The ability of heparin to inhibit spike cleavage at the S1/S2 site by furin was evaluated by using the colorimetric assay “CoviDrop SARS-Cov-2 targeted proprotein convertase inhibitor screening fast kit” (Epigentek). Briefly, a 2.0 kDa SARS-CoV-2 spike fragment containing the intact S1/S2 681RRAR684 HBD is tagged with polyhistidine and biotin at its N-terminus and C-terminus, respectively.
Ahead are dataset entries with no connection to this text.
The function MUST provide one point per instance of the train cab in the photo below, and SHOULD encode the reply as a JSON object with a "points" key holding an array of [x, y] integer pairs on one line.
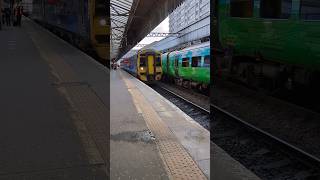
{"points": [[149, 65]]}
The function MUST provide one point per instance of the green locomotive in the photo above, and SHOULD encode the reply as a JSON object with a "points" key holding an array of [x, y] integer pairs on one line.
{"points": [[275, 41], [189, 67]]}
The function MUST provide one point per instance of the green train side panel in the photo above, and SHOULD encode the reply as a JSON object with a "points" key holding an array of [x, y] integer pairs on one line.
{"points": [[196, 74], [289, 41]]}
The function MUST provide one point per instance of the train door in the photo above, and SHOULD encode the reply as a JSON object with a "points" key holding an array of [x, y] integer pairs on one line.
{"points": [[176, 65], [168, 65], [151, 65]]}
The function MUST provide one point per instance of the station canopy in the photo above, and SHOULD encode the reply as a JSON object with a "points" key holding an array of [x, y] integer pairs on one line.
{"points": [[120, 11]]}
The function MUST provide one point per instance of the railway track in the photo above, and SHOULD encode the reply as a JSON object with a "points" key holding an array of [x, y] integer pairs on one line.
{"points": [[197, 112], [264, 154]]}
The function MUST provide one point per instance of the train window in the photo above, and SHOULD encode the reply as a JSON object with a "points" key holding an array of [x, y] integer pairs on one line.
{"points": [[277, 9], [310, 9], [158, 61], [176, 61], [196, 61], [206, 62], [185, 62], [143, 61], [241, 8], [100, 9]]}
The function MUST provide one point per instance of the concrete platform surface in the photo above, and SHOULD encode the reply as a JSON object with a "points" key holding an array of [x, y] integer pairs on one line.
{"points": [[46, 132], [166, 142]]}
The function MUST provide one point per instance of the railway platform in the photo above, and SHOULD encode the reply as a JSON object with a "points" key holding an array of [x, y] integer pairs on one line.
{"points": [[149, 131], [53, 101]]}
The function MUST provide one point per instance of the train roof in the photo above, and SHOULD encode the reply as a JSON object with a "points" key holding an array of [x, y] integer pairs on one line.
{"points": [[197, 46]]}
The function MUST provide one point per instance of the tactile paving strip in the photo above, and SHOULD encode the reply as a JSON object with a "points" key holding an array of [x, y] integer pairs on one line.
{"points": [[179, 163]]}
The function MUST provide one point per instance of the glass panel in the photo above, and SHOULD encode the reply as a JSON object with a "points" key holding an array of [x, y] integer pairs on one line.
{"points": [[158, 61], [196, 61], [206, 62], [143, 61]]}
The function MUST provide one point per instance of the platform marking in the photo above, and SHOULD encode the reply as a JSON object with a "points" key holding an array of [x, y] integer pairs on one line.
{"points": [[178, 161]]}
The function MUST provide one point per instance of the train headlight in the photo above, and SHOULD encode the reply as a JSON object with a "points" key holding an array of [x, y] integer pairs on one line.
{"points": [[103, 22]]}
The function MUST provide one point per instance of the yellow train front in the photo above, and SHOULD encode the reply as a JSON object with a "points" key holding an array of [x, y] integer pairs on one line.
{"points": [[145, 65]]}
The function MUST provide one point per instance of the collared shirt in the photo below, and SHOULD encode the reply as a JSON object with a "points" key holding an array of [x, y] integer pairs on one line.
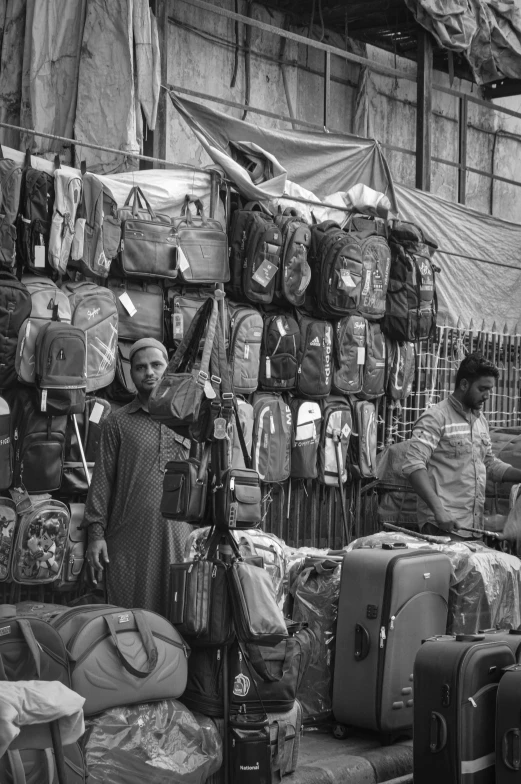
{"points": [[453, 445]]}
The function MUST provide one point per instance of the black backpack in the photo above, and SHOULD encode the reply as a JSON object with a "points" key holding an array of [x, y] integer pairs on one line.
{"points": [[315, 357], [350, 338], [34, 217], [15, 308], [255, 254], [39, 442], [279, 350], [411, 305]]}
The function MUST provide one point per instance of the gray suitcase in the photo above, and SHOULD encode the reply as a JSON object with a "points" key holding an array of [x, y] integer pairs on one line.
{"points": [[391, 599]]}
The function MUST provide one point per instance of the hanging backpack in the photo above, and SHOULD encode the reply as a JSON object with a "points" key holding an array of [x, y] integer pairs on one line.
{"points": [[375, 368], [334, 440], [67, 199], [294, 272], [255, 254], [244, 348], [363, 440], [376, 261], [307, 424], [34, 217], [39, 443], [15, 308], [279, 351], [10, 182], [272, 433], [411, 305], [336, 269], [315, 361], [349, 354], [94, 310], [47, 302]]}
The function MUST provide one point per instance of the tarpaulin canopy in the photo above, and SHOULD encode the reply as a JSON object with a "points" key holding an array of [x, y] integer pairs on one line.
{"points": [[487, 32]]}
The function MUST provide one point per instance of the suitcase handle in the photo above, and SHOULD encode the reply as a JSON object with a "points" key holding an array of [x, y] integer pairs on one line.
{"points": [[515, 762], [438, 737], [362, 642], [146, 638]]}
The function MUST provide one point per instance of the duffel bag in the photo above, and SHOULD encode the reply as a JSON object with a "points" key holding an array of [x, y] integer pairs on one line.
{"points": [[264, 677], [122, 657], [30, 649]]}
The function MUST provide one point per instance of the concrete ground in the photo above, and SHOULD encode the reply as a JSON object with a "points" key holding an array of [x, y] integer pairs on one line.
{"points": [[360, 759]]}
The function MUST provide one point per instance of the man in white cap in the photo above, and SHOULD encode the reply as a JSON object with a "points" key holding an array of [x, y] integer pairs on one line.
{"points": [[129, 540]]}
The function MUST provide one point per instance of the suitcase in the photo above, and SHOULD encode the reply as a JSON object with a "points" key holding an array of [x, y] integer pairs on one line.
{"points": [[455, 686], [391, 598]]}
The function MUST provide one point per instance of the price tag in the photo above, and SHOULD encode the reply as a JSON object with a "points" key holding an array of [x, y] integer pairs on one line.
{"points": [[95, 414], [264, 273], [39, 255], [127, 304]]}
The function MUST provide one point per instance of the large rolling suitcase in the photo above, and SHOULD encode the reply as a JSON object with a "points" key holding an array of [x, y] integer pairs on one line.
{"points": [[390, 600], [455, 687]]}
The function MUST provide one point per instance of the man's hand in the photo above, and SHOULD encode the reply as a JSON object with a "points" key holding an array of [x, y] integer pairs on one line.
{"points": [[96, 554]]}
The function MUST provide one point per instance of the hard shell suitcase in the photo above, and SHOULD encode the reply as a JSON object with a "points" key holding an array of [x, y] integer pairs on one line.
{"points": [[455, 688], [391, 599]]}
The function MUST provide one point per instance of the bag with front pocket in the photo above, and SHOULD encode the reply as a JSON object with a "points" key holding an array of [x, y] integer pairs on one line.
{"points": [[201, 247], [272, 436], [279, 351]]}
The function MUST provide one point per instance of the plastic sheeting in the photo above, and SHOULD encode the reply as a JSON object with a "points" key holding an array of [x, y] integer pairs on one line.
{"points": [[487, 32], [485, 584], [159, 743]]}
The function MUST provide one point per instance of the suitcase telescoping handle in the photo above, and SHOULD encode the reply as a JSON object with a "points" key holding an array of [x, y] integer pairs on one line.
{"points": [[438, 732], [146, 638]]}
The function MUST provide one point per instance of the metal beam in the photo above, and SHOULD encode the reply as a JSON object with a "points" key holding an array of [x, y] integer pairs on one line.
{"points": [[424, 111]]}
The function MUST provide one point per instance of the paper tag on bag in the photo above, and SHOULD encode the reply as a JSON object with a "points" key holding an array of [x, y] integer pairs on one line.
{"points": [[127, 304]]}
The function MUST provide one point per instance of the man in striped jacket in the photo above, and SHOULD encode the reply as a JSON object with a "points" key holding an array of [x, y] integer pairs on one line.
{"points": [[450, 456]]}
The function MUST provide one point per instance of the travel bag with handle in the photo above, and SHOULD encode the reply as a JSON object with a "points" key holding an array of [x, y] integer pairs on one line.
{"points": [[122, 657], [391, 599], [201, 247], [148, 241]]}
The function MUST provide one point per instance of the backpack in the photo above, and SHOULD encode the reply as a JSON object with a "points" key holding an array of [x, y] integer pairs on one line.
{"points": [[67, 199], [15, 308], [363, 440], [375, 368], [402, 367], [47, 303], [334, 440], [350, 339], [294, 274], [39, 547], [336, 269], [271, 447], [376, 261], [255, 254], [279, 351], [244, 348], [10, 182], [34, 217], [60, 368], [39, 443], [411, 305], [307, 424], [315, 365], [94, 310]]}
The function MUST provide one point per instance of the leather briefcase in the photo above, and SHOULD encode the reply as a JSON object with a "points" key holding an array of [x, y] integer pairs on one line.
{"points": [[202, 247]]}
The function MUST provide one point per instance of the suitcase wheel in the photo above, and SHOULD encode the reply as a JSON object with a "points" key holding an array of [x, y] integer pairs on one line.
{"points": [[341, 732]]}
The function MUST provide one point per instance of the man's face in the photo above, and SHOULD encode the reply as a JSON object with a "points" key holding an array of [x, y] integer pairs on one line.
{"points": [[148, 366], [478, 392]]}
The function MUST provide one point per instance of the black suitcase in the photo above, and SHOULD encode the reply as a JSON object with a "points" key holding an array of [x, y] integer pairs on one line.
{"points": [[455, 686], [390, 600]]}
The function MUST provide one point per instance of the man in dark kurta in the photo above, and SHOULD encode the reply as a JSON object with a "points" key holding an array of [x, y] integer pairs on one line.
{"points": [[128, 538]]}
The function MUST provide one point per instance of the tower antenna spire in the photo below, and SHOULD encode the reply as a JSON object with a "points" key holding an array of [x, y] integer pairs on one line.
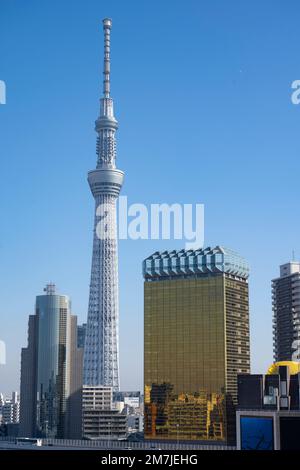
{"points": [[107, 24]]}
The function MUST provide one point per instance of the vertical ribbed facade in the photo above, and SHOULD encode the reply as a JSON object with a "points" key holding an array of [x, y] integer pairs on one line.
{"points": [[101, 352], [196, 342]]}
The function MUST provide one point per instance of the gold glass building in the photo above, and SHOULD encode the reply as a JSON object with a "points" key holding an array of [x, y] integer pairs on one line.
{"points": [[196, 335]]}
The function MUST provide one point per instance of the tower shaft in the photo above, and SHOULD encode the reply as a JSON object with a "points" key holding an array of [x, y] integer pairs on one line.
{"points": [[101, 355]]}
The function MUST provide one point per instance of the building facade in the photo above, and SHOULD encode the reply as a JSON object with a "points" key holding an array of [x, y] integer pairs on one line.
{"points": [[81, 332], [51, 371], [101, 352], [286, 313], [10, 409], [268, 415], [99, 419], [196, 341]]}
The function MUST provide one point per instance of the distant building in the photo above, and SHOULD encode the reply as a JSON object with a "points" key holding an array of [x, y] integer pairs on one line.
{"points": [[51, 371], [268, 415], [10, 409], [196, 341], [81, 331], [135, 423], [131, 399], [99, 420], [286, 313]]}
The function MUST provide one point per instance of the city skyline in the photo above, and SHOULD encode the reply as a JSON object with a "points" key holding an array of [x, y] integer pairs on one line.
{"points": [[260, 128]]}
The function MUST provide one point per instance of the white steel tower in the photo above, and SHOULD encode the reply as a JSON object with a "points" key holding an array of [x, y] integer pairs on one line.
{"points": [[101, 354]]}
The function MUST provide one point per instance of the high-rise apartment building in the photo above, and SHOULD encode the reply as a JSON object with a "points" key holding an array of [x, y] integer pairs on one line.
{"points": [[286, 313], [196, 336], [51, 370], [99, 419], [101, 351], [81, 332], [10, 409]]}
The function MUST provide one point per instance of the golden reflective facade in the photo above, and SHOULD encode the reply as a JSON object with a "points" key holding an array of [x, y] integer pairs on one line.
{"points": [[196, 333]]}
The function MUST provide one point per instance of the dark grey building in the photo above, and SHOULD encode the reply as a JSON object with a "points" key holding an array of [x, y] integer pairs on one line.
{"points": [[51, 371], [81, 331], [268, 414], [286, 313]]}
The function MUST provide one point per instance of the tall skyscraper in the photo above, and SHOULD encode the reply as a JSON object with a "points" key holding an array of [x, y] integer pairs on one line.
{"points": [[101, 352], [286, 313], [51, 371], [196, 341]]}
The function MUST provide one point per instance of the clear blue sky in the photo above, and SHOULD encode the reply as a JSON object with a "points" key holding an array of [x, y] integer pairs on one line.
{"points": [[202, 95]]}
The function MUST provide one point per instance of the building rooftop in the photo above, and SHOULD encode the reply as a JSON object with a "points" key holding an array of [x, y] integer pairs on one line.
{"points": [[195, 262]]}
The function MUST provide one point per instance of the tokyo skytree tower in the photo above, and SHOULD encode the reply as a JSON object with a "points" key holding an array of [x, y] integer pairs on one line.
{"points": [[101, 352]]}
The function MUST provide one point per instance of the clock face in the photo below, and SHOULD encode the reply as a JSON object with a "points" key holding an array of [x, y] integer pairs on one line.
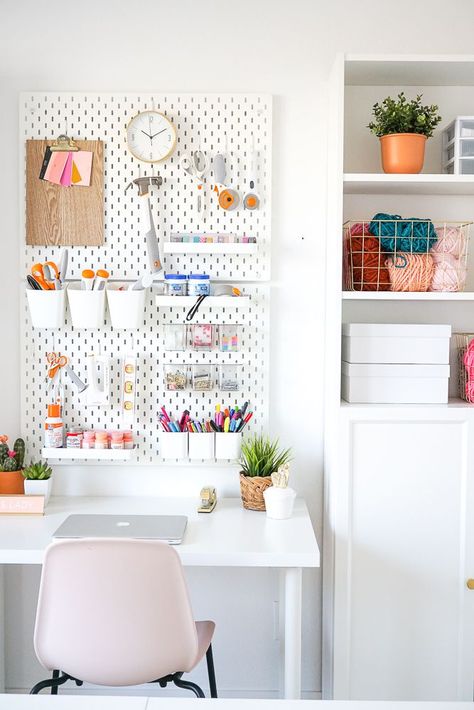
{"points": [[151, 137]]}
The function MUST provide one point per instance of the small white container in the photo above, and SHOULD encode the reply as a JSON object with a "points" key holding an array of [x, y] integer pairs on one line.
{"points": [[279, 502], [201, 446], [47, 308], [395, 343], [395, 384], [87, 307], [228, 445], [126, 307], [173, 445]]}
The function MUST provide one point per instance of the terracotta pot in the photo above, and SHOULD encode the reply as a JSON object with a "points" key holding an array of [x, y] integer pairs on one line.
{"points": [[403, 152], [251, 491], [12, 483]]}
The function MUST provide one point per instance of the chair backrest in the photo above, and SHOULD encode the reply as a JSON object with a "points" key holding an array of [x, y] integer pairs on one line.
{"points": [[114, 612]]}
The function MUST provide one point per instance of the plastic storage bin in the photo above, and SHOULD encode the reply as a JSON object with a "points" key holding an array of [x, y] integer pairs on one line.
{"points": [[395, 343], [173, 445], [201, 446], [228, 446], [395, 384], [47, 308], [126, 307], [87, 307]]}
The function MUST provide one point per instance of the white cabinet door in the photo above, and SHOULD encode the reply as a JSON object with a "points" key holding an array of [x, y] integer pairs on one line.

The spike fragment is then immobilized onto microplate wells through histidine/Ni-NTA. The cleavage of the substrate at the S1/S2 site removes the C-terminal S2 fragment of spike that is linked to biotin, causing a decrease of the signal generated by avidin/biotin binding that is detected by an appropriate colorimetric reaction (recorded by the absorbance in a microplate spectrophotometer at a wavelength of 450 nm. See Tables S8 and S9 for values of single measurements). Furin cleavage inhibition blocks the reduction of the signal; consequently, the extent of spike cleavage is inversely proportional to the signal intensity. The assay was performed according to the manufacturer's instructions (https://www.epigentek.com/catalog/covidrop-sars-cov-targeted-proprotein-convertase-inhibitor-screening-fast-kit-p-84596.html).

Data availability

All simulation trajectories are available on the BioExcel COVID-19 platform: https://bioexcel-cv19.bsc.es/#/ with the identifiers from MCV1900217 to MCV1900236. Preprint server. aXriv - https://arxiv.org/abs/2103.07722

Supporting information

This article contains supporting information (16, 20, 25, 43, 54, 55, 56, 57).

Conflict of interest

The authors declare that they have no conflicts of interest with the contents of this article.